First driverless bus hits the road in Manchester trial

The UK’s first full-sized autonomous bus has been trialled at a Manchester bus depot in another big step forward for the technology.

Using sensors, optical cameras and ultrasound, the driverless bus was able to manoeuvre itself around a planned path while detecting and avoiding objects.

The software used in the Manchester pilot scheme will form the basis of future autonomous trials when passengers will also be on board. Due to get underway in 2020, a fleet of five buses will use the technology for trials between Fife and Edinburgh, across the Forth Road Bridge Corridor.

It is hoped the trial could provide future benefits during passenger journeys, such as providing a warning when a cyclist or pedestrian may be in a blind spot.

The first public demonstration was part of a programme Stagecoach is developing in partnership with bus manufacturer Alexander Dennis Limited (ADL) and technology company Fusion Processing.

Existing rules mean a driver must remain on board the bus at all times during the trial, although the UK is in the process of updating its regulations.

Stagecoach chief executive Martin Griffiths, who was on hand to see the technology working first hand, said it was up to the firm to embrace technology and always look at ways of progressing.

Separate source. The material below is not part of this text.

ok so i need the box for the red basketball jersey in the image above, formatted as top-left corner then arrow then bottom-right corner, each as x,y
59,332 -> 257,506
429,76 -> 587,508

“Stagecoach was the original transport disruptor, trying new things and breaking new ground, and that has never changed,” he added. “Our employees are the beating heart of our business and I believe that will remain the case, but the world is changing fast, particularly where new technology is involved, and it’s our job to lead the way in looking at ways to continually progress and improve our operations for the good of the many people who use our bus services every day.”